Полонский кашлял, вцепившись в борт, подбирал слова, произносил их с чудовищным акцентом. Американские военнослужащие недоуменно переглядывались. Лейтенант младшего ранга Питер Келлер сглотнул и что-то шепнул своему помощнику, уоррент-офицеру Джо Салливану. Тот сделал удивленное лицо. Офицер снова что-то тараторил, делал приглашающие жесты, потом сообразил, что «вероятный противник» его не понимает, начал говорить помедленнее, четко произносил слова.
– Кажется, приглашает на корабль, – неуверенно сказал Полонский. – Говорит, что мы нуждаемся в лечении, все такое.
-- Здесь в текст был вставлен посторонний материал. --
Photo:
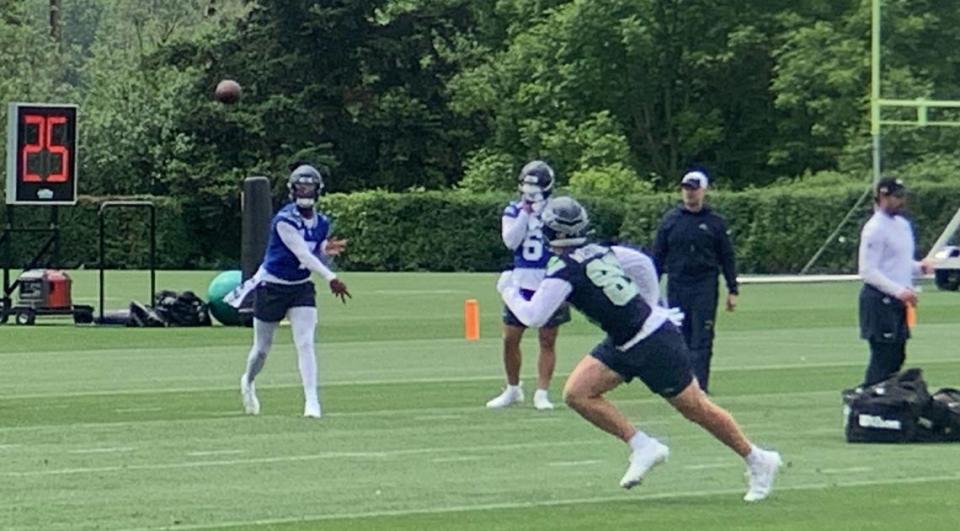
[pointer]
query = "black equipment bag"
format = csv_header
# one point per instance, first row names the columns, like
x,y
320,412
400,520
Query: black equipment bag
x,y
888,411
941,418
183,309
141,316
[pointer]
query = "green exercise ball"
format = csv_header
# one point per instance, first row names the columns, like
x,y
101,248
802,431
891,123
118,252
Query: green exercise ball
x,y
221,285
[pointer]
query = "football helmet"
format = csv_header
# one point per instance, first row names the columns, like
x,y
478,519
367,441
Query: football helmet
x,y
565,222
304,186
536,182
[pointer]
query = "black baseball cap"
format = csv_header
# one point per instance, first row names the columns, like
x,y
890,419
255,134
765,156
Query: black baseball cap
x,y
891,186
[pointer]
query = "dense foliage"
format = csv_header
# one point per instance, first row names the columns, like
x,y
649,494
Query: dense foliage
x,y
452,96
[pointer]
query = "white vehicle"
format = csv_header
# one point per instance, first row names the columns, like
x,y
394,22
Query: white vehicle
x,y
946,258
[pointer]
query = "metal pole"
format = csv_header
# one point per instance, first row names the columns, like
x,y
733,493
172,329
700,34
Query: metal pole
x,y
875,89
55,227
816,256
153,252
102,259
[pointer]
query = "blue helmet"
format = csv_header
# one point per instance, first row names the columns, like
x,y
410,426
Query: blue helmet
x,y
565,222
536,181
304,185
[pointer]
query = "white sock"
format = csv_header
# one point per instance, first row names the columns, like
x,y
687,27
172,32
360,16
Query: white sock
x,y
262,341
303,321
754,456
639,440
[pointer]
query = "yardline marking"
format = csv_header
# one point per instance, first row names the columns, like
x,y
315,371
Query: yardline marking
x,y
438,417
846,470
428,380
382,454
462,458
118,449
294,458
585,462
625,498
711,465
138,409
394,412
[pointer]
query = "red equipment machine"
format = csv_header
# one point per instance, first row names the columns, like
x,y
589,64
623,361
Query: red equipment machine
x,y
47,292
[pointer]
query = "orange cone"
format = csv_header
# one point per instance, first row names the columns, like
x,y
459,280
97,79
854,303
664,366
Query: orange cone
x,y
471,320
911,315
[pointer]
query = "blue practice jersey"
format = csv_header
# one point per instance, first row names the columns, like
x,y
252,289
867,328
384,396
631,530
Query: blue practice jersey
x,y
279,260
531,256
533,252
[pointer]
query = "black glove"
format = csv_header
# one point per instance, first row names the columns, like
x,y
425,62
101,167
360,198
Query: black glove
x,y
339,289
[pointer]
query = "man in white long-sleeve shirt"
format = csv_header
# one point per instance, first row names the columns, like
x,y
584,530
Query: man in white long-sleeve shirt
x,y
298,235
887,266
520,229
642,341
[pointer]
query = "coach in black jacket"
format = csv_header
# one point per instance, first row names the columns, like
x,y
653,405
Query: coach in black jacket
x,y
692,246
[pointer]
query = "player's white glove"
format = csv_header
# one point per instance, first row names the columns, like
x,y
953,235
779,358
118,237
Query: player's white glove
x,y
675,316
505,281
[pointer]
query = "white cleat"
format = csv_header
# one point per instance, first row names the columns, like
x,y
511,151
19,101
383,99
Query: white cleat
x,y
541,400
507,397
761,475
642,460
312,410
249,393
Уверяет, что не сделают нам ничего плохого, что на корабле нас накормят, напоят, покажут врачу.
– Командир, но это вражеский корабль, – простонал Серега. – Мы не можем, дали присягу, станем предателями!
– Филипп! – прокаркал Затулин. – Скажи этим парням, что мы их всячески благодарим, но не можем принять заманчивое предложение. Он тоже солдат, должен понять. Наша баржа на плаву, просто в ней нет горючего. Если их не затруднит, пусть дадут нам карту, продукты, солярку. Мы сами доберемся отсюда до своих.
– Через весь океан? – засомневался Филипп. – Ты уверен, что наша баржа до сих пор на плаву? Ладно, командир, воля твоя. – Он снова начал что-то говорить американским морякам, у которых от изумления отваливались челюсти.
Первым не выдержал Серега. Он терпел до последнего, ухитряясь при этом презрительно усмехаться. Но наступил предел, закружилась голова, и тело потеряло чувствительность. Он ударился грудью о борт, начал сползать, закатив глаза. Качнулся Федорчук, автомат пополз с плеча, упал на палубу, глухо звякнул. Закашлялся Полонский, перегнулся через борт, изрыгая спазмы рвоты и никаких остатков еды. Сержант Затулин держался дольше всех, но тоже чувствовал, как палуба уплывает, а море и небо готовы поменяться местами.
– Будем дальше выеживаться? – кашлял Полонский. – Давай, это очень умно.